Но, должно сказать, прибывшие с этим управились скоро и сурово: рыжебородый кнехт с лицом разбойника обвязал Сивую Гривку веревкой и столкнул в колодец. Протт заорал с перепугу благим матом, да потом еще и ледяная водица окатила его… В общем, на поверхность его вытащили аки новокрещеную христианскую душу: греха не знающим, хоть синим да трясущимся.
Махоня же стал всему свидетелем оттого, что Альберих Грумбах назначил его в помощь прибывшим (как велел говорить всем) и соглядатаем (как сказал Утеру наедине, глядя мрачно и исподлобья). Грумбах имел вес в решенье альтенских дел еще со времен, как ходил в страже барона фон Вассерберга, а теперь-то уж и вовсе сделался он шишкой. Отказаться Махоня не сумел бы – да и, сказать по правде, не захотел бы: что об Ольце, что о Дитрихе Найденыше рассказывали в Альтене много чего, и любопытство у бывшего бурша распалилось от тех рассказов преизрядно. Например, о молодом посланнике Блаженного Гидеона говорили: мол, сжег он с десяток ведьм по городкам и местечкам пфальцграфства. А кого-то из обвиненных и оправдал, но уж в это-то Махоня нисколько не верил, как человек благоразумный и пригубивший жизни.

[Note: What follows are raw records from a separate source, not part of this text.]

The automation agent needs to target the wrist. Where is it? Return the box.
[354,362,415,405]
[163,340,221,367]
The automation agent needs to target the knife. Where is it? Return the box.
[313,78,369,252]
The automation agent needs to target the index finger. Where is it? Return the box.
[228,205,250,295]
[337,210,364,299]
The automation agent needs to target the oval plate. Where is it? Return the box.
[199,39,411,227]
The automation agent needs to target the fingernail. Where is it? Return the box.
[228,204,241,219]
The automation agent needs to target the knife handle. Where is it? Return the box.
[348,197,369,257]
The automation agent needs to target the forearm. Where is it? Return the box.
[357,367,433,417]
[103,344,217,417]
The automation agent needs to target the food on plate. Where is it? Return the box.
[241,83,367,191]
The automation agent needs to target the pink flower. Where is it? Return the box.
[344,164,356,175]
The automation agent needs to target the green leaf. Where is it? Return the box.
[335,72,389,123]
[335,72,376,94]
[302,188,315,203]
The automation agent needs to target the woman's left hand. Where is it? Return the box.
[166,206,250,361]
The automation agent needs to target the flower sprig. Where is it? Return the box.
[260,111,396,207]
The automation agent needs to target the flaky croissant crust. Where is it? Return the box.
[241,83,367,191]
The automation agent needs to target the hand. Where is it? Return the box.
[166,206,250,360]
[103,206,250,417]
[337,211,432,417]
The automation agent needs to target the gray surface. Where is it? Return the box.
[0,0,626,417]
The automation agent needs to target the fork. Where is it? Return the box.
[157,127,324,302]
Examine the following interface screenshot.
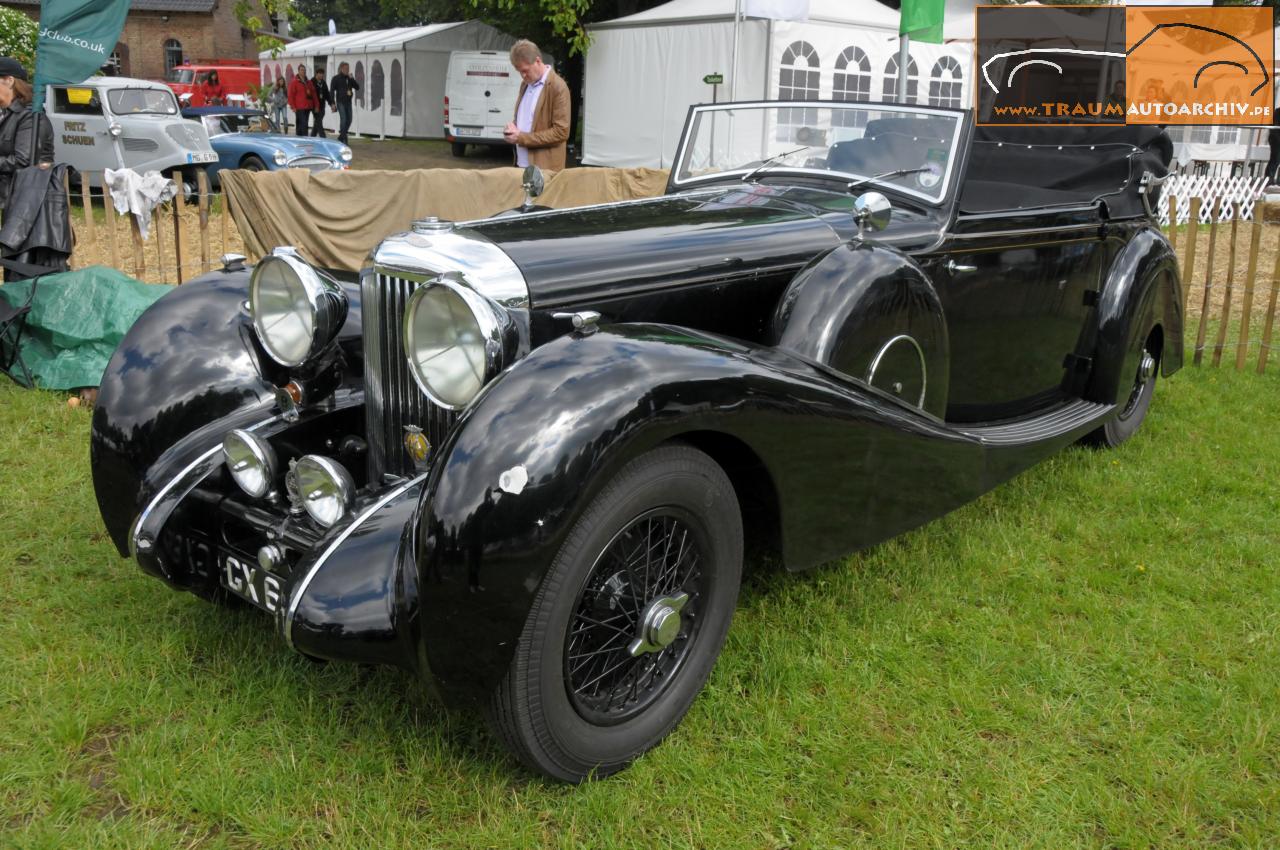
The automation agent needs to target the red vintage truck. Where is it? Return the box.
[165,59,261,106]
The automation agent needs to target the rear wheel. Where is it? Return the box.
[490,445,742,782]
[1091,334,1160,448]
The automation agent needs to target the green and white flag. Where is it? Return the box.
[897,0,947,45]
[32,0,129,110]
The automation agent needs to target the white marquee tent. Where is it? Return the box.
[259,20,516,138]
[582,0,974,168]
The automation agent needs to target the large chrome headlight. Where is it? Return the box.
[223,428,276,498]
[293,454,356,529]
[404,278,511,410]
[248,248,347,366]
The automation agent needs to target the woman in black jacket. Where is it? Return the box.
[0,56,54,210]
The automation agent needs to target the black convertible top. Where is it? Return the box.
[960,127,1174,218]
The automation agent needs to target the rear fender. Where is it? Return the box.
[1084,227,1183,405]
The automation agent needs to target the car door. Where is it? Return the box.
[928,205,1103,422]
[47,86,120,172]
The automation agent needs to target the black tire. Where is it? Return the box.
[489,445,742,782]
[1089,337,1160,448]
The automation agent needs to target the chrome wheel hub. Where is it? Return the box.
[1138,351,1156,384]
[627,593,689,655]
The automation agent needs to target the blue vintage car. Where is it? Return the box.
[182,106,351,184]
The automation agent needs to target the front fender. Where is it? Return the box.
[415,325,983,699]
[90,269,360,556]
[1084,227,1183,405]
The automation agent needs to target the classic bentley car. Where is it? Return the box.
[92,101,1183,781]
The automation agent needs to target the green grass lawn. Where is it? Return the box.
[0,366,1280,850]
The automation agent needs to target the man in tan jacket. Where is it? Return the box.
[502,38,570,172]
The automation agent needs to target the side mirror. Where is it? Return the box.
[521,165,547,207]
[854,192,893,236]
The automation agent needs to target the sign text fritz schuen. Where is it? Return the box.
[974,6,1275,124]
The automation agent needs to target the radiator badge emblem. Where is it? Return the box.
[404,425,431,466]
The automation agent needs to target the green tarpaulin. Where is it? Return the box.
[0,266,173,389]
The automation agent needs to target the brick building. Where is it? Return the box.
[15,0,288,79]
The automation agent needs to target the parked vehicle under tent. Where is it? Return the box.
[259,20,516,138]
[582,0,974,168]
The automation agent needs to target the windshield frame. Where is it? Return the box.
[668,100,970,206]
[104,86,182,118]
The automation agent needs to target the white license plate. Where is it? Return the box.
[218,554,284,614]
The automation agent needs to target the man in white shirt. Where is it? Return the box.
[502,38,570,172]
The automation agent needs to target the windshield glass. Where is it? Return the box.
[676,102,960,201]
[106,88,178,115]
[200,113,279,138]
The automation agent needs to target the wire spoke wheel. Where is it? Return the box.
[564,507,705,725]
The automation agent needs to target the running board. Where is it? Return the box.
[964,401,1116,445]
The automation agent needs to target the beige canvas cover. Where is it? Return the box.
[220,168,667,271]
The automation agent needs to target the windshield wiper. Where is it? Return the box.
[845,165,933,192]
[742,145,809,183]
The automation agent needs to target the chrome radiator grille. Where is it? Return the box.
[360,273,457,484]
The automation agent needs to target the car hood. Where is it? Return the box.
[461,184,937,309]
[211,133,342,159]
[463,186,841,309]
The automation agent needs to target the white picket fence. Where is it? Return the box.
[1158,174,1267,227]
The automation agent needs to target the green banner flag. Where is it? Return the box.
[32,0,129,110]
[897,0,947,45]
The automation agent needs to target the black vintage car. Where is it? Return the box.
[92,102,1183,781]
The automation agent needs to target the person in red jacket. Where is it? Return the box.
[200,70,227,106]
[289,64,316,136]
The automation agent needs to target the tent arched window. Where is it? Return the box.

И вот теперь сидел он под стеночкой и глядел, как Гюнтер Протт трясется, словно в пропаснице.
Сперва Утер сунулся к Долленкопфиусу – дескать, учен письму, мог бы помочь вести бумажную работу, да щелкопер только глянул на него рыбьим глазом – и Махоню словно ошпарило. Будто смерть сама в него посмотрела.
В общем, Протта Утер понимал хорошо. Не понимал он Ортуина Ольца – чего тот добивался от трясущегося пьянчуги. А Ольц кружил вокруг оного, нависал, всматривался пристально в синюшное лицо несчастного, вся вина которого лишь в том и состояла, что в недолжный момент угораздило его оказаться в ненужном месте. И все долбил вопросами: не угрожал ли кто Унгеру Гроссеру? не уходил ли кто из кабака? кого видел Протт, выйдя во двор? кто подошел к нему первым, после того как он принялся звать на помощь?.. И снова – по кругу. Протт же толком не мог сказать ничего, сколько б ни трясся.
Наконец не выдержал Дитрих Найденыш. Все это время сидел он под окном, переводя хмурый взгляд с Ольца на Протта да с ярыжки-писаря на Махоню. Наконец решился на что-то, встал, взъерошил двумя руками волосы.
– Пойду-ка я, – сказал, – осмотрюсь, что тут за народец да что за место.
И вдруг кивнул Утеру:
– А ты – со мной ступай, расскажешь, что здесь да почем.
Рыжий кнехт было вскочил, но Найденыш нетерпеливо махнул ладонью:
– Вот уж, Херцер, чего никак не нужно, так это чтоб здешний люд обгадил портки, еще и не начав со мною разговора.
И Ортуин Ольц медленно кивнул, соглашаясь с пареньком: дескать, и то верно, от такого-то висельника за спиной разговор ни с кем не срастется.
Утер же, проклиная злую судьбину да Альбериха Грумбаха, поплелся вослед «башмачному» ведьмобою.
Задний двор «Титек» не отличался ни размерами, ни чистотой. Зато был окружен завидным частоколом. Утеру подумалось, что такому и вместо крепостной стены встать не зазорно. Частокол был не нов – почерневший, прокопченный, битый дождями и морозами, однако стоял крепко и простоять обещался еще немалое время. Но, словно в старом солдате, ощущалась в нем если не усталость, то чувство, что век свой он не живет, а доживает. А вот ворота привешены к частоколу были новые, из толстых досок, внахлест стянутых железными полосами. В ворота эти доставляли Фрицу Йоге, владельцу «У грудастой Трутгебы», снедь, дрова да прочие необходимые в кабатчиковом ремесле вещи.
Справа от задней двери «Титек» стоял дровяной сарай, слева и чуть поодаль – выкопана была выгребная яма с деревянным настилом над нею да загородкой, где мог бы присесть по нужде добропорядочный бюргер. Крыши, впрочем, над загородкой не было.